Alternatively, nucleic acid tests can be performed on dry samples
(e.g. hair or skin).
[0093] Diagnostic procedures may also be performed in situ directly
upon tissue sections (fixed and/or frozen) of patient tissue
obtained from biopsies or resections, such that no nucleic acid
purification is necessary. Nucleic acid reagents may be used as
probes and/or primers for such in situ procedures (see, for
example, Nuovo, PCR in situ Hybridization: Protocols and
Applications (Raven Press, N.Y. 1992)).
[0094] In addition to methods which focus primarily on the
detection of one nucleic acid sequence, profiles may also be
assessed in such detection schemes. Fingerprint profiles may be
generated, for example, by utilizing a differential display
procedure, Northern analysis and/or RT-PCR.

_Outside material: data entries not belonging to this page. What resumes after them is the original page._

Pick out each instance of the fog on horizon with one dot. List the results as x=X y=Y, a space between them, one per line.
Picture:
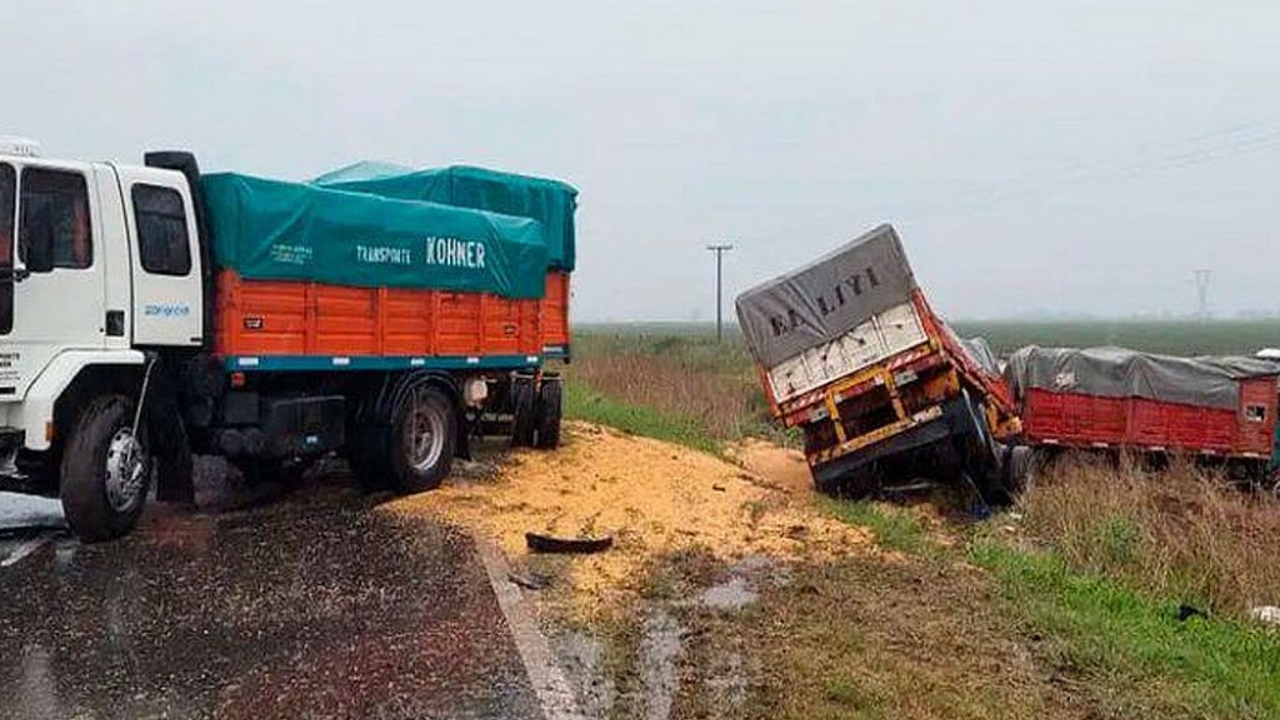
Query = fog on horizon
x=1055 y=158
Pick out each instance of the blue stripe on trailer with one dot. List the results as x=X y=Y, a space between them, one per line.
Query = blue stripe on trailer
x=256 y=363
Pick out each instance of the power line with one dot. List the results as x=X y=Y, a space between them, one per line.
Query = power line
x=720 y=250
x=1202 y=278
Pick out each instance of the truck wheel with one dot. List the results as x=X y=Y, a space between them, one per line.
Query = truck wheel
x=549 y=414
x=106 y=472
x=524 y=402
x=423 y=441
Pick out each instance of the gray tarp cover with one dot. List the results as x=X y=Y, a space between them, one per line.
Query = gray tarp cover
x=1115 y=372
x=824 y=299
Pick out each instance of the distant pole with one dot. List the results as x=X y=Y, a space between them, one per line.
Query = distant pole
x=720 y=250
x=1202 y=278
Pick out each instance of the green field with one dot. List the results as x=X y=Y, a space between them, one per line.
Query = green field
x=1174 y=337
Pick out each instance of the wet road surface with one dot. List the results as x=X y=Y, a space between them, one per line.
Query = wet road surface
x=315 y=606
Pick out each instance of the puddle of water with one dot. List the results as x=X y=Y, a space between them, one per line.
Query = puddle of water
x=727 y=686
x=583 y=659
x=734 y=593
x=659 y=647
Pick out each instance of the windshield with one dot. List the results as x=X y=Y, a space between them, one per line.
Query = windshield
x=7 y=200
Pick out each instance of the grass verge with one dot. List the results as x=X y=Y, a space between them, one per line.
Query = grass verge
x=1129 y=652
x=588 y=404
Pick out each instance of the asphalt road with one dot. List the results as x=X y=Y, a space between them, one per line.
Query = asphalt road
x=314 y=606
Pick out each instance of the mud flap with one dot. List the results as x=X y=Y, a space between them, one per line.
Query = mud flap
x=174 y=465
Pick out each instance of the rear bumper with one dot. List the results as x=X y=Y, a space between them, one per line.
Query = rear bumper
x=10 y=440
x=904 y=446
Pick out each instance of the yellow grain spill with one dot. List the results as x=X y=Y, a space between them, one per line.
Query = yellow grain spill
x=653 y=497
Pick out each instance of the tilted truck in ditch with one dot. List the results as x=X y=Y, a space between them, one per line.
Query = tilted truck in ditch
x=147 y=313
x=1214 y=409
x=849 y=351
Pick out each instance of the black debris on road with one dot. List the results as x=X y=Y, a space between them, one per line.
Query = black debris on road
x=316 y=606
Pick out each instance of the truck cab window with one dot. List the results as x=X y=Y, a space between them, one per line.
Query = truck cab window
x=161 y=222
x=55 y=222
x=8 y=187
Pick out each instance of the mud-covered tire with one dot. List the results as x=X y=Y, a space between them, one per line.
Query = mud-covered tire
x=524 y=406
x=423 y=440
x=549 y=414
x=100 y=431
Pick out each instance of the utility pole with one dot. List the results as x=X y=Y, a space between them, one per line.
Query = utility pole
x=720 y=250
x=1202 y=278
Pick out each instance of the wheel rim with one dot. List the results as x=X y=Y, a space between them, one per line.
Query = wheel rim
x=126 y=470
x=424 y=433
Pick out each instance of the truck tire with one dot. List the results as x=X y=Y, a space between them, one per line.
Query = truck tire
x=549 y=414
x=105 y=473
x=423 y=440
x=524 y=406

[0095] Another embodiment of the invention is directed to kits.
This kit may contain one or more oligonucleotides, including 5' and
3' oligonucleotides that hybridize 5' and 3' to a polymorphic site
having as allele associated with MD or detection oligonucleotides
that hybridize directly to an allele associate with MD. The kit may
also contain one or more oligonucleotides capable of hybridizing
near or at other alleles that are in linkage disequilibrium with an
MD causing allele (mutation). PCR amplification oligonucleotides
should hybridize between 25 and 2500 base pairs apart, preferably
between about 100 and about 500 bases apart, in order to produce a
PCR product of convenient size for subsequent analysis.

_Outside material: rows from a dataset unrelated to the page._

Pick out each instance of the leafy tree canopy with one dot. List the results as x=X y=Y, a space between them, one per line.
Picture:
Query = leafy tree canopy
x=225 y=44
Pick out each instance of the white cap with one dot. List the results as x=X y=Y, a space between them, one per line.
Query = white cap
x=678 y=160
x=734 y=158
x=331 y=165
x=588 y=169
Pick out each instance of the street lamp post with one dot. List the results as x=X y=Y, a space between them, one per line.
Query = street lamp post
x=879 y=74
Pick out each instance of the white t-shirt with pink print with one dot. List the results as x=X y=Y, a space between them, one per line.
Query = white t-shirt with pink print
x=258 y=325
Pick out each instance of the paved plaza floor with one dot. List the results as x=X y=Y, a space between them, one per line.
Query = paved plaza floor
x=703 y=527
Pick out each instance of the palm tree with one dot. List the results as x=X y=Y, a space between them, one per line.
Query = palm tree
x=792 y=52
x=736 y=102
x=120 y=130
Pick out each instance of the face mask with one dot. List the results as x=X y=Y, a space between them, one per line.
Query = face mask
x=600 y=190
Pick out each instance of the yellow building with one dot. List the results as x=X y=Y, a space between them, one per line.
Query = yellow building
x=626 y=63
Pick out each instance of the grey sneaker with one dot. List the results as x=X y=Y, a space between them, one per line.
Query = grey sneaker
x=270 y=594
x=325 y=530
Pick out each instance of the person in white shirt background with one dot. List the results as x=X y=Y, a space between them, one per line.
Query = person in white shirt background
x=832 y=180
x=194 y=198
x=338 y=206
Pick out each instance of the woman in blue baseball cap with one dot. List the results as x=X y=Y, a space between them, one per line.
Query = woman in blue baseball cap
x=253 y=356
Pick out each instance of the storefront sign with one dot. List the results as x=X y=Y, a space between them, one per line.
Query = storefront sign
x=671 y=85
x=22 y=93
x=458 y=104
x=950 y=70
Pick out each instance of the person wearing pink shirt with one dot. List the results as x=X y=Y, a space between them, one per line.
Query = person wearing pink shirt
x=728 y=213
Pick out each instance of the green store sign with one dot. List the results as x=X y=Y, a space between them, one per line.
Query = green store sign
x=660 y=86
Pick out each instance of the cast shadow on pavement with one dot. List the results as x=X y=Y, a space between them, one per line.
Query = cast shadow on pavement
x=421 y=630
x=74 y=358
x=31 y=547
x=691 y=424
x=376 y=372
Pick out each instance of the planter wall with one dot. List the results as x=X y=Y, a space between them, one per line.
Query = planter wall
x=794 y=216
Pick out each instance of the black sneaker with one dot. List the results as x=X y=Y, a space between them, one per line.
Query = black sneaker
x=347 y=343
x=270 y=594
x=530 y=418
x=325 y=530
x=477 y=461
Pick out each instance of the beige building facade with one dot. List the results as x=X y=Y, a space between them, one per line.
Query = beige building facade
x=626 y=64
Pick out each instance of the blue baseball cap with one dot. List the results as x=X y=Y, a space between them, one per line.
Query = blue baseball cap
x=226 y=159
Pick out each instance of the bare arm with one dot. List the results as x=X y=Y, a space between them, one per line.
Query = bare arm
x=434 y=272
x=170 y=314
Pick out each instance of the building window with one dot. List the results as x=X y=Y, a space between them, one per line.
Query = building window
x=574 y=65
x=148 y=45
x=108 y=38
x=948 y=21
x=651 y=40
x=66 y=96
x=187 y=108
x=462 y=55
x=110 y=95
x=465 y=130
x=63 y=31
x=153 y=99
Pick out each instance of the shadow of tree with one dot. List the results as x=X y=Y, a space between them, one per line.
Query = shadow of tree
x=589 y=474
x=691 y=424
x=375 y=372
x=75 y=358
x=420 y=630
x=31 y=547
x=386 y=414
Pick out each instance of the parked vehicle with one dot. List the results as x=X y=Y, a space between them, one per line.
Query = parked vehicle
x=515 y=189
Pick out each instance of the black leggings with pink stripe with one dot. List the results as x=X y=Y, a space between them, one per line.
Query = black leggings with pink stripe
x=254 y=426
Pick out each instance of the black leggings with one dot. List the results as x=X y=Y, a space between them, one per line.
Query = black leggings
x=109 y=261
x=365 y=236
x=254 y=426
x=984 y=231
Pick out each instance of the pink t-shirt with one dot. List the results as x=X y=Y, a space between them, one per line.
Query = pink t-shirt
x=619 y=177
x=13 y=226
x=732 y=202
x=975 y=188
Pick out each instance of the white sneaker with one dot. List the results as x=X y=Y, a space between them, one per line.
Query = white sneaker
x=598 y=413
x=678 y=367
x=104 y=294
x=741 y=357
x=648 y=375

[0096] For use in a kit, oligonucleotides may be any of a variety
of natural and/or synthetic compositions such as synthetic
oligonucleotides, restriction fragments, cDNAs, synthetic peptide
nucleic acids (PNAs), and the like. The assay kit and method may
also employ oligonucleotides having detectable labels to allow ease
of identification in the assays. Examples of labels which may be
employed include radio-labels, enzymes, fluorescent compounds,
streptavidin, avidin, biotin, magnetic moieties, metal binding
moieties, antigen or antibody moieties, and the like.
Oligonucleotides useful in kits as well as other aspects of the
present invention are selected from the group consisting of any
oligonucleotides that overlap or are contained in SEQ. ID. Nos. 3
and 4.
[0097] One of skill in the art can readily determine additional
useful oligonucleotide sequences based on the sequences provided
herein.
[0098] The kit may, optionally, also include DNA sampling means;
DNA purification reagents such as Nucleon.TM. kits, lysis bluffers,
proteinase solutions and the like; PCR reagents, such as 10.times.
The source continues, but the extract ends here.